Nesta época repete-se, anualmente, o tapete lilás que cobre as
ruas quando os jacarandás se despojam das flores que esplendorosamente
ostentavam.
Embora despida de estética comparável, também
esta coluna, habitualmente no mês que passa, alude a um estádio
que dá pelo nome de férias. Desta vez, a este estádio associa-se
o desafio "turismo".
Com o dicionário (não o mais recente) aqui à
mão vá de o usar pois os livros nascem para serem mexidos e a
viagem tem que começar.
Aparece:
TURISMO: gosto pelas viagens; o que se relaciona com os
serviços organizados de viagens; viagens de instrução e
recreio; excursionismo.
Espevitada a curiosidade pela última proposta de significado,
procura-se a opinião do(s) dicionarista(s) a respeito, naturalmente numa
página bastante mais atrás.
EXCURSÃO: ... (fig) digressão; divagação;
incursão; correria.
Ora cá está o fig que porventura justifica
a inquietação que me trouxe para estas deambulações.

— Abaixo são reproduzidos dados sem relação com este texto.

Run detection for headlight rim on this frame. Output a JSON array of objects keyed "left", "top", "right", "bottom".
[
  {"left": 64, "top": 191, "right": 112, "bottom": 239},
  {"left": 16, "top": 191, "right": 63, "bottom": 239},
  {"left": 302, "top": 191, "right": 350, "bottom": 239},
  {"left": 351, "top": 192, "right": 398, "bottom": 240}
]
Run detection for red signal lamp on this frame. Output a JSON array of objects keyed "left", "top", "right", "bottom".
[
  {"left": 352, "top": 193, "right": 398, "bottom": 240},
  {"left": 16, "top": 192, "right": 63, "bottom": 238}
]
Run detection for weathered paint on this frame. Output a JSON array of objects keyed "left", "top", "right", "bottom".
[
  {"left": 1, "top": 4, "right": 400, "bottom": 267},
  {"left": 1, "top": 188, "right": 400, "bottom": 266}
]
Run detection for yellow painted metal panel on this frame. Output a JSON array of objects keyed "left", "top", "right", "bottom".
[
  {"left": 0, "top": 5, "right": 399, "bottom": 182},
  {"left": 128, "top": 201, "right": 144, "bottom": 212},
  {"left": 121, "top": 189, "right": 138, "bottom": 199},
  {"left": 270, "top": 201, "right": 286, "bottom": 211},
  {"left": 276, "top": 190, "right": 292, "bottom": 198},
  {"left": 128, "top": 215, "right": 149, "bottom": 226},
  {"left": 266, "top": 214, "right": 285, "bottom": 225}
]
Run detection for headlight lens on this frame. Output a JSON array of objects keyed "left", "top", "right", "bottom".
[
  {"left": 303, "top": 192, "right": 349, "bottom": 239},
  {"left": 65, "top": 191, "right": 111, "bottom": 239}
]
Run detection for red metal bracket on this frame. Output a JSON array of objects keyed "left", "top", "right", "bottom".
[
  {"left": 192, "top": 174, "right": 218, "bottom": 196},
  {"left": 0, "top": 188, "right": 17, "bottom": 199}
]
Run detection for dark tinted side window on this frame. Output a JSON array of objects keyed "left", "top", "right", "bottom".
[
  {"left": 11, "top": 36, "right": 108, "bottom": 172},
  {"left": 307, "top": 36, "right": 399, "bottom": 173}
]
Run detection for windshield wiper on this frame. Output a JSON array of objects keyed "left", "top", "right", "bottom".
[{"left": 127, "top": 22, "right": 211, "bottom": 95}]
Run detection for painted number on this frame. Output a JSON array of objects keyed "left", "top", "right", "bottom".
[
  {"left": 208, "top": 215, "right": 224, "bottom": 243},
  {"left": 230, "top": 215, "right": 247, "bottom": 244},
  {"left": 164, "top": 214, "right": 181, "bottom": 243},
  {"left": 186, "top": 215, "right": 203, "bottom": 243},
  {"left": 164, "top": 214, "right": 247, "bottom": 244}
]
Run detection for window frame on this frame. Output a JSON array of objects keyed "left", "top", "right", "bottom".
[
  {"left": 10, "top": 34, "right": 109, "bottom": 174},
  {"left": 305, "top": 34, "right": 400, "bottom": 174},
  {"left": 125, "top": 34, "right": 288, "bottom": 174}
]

Leia-se o que se viu escrito: 1. gosto eu sei que é
gozo, prazer; 2. serviços organizados tem sabor a prestações
eficazes em relação aos destinatários; 3. instrução
e recreio tenho levado toda a vida, que já é suficientemente
longa para ter pisado muitos palcos enquadrados por cenários diversos,
a ligar uma ao outro por casamento indissolúvel com Educação
por testemunha e Formação por notário; 4. excursionismo
fica assim a tender para o corriqueiro
Excursão é a beleza das descrições
que abundam na literatura dos autores da nossa terra; de há uma mão
cheia de anos por vivência e, neste período de sobreposição
de séculos por construção de memória/ficção.

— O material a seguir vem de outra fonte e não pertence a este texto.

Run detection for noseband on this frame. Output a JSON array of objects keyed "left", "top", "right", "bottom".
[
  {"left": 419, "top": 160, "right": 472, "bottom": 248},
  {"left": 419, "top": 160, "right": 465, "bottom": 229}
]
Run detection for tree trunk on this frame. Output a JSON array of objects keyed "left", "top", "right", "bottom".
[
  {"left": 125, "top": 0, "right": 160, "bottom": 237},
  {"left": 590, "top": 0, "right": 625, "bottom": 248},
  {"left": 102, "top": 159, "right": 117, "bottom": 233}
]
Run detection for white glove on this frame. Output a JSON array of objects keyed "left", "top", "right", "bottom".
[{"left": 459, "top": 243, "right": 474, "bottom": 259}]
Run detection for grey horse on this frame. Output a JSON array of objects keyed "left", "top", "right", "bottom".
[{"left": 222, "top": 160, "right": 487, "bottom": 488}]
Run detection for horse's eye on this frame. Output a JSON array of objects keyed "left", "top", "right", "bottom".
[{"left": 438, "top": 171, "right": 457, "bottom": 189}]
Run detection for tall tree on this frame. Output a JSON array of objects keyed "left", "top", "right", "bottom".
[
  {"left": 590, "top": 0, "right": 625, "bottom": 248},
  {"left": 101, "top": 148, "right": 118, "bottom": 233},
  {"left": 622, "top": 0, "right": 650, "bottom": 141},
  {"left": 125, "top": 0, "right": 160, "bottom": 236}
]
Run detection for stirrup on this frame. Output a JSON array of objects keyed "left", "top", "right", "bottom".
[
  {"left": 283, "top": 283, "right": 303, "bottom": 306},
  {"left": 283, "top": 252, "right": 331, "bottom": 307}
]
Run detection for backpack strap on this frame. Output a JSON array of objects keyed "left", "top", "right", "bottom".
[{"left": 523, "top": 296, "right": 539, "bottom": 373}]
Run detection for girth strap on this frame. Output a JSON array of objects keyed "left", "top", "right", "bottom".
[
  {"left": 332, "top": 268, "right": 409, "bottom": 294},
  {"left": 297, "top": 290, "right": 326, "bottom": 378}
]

Mudando a bitola da classificação, que a isso
implica o aviso da tal abreviatura, podemos admitir: a) digressão
não veste bem a figura; b) divagação soa a alienação;
c) incursão tem toque viscoso e cáustico de ingerência
ambígua ? é "in" ou é "ex"?; d) correria
é razão de passada acelerada por ligeireza ou leviandade.

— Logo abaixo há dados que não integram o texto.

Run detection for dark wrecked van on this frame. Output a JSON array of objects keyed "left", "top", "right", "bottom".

Chame-se "dados" aos resultados do exercício
feito. O jogo é tão sujo, tão indigno, tão obsceno
que é preciso estar contemplado numa resolução (1099 de
1996) da Assembleia Geral da Nações Unidas um certo ponto 13 onde
os Estados-membros do Conselho da Europa são convidados a tomarem
medidas concretas para pôr fim ao turismo sexual, nomeadamente através
de sanções penais e administrativas contra agências de viagem
e operadores turísticos ... e pela dissuasão dos candidatos ao
turismo sexual, nomeadamente projectando filmes nos aviões com destino
aos países de risco, mostrando os graves prejuízos infligidos
ao desenvolvimento psico-social e físico do jovem vítima de abuso
sexual, e da entrega de folhetos sobre a exploração sexual das
crianças, à saída dos aviões.
Sem deixar de tirar o chapéu à UNICEF e a outras
organizações que trabalham para a protecção e
informação das vítimas reais ou potenciais, nós,
educadores, não podemos eximir-nos da parte de responsabilidade que nos
cabe, sentados no dispositivo Europol.
Façamos férias, façamos turismo, mas,
sobretudo, aproveitemos a viagem e o lazer para investir numa reflexão
de que resulte a determinação efectiva de pressionar quem detém
a maior fatia do poder no sentido de incluir nos currículos escolares
temas de melindre e acuidade como o focado nestas linhas. Mas atenção,
que incluir não é simplesmente mandar dar à estampa; é,
antes de mais, formar para a formação.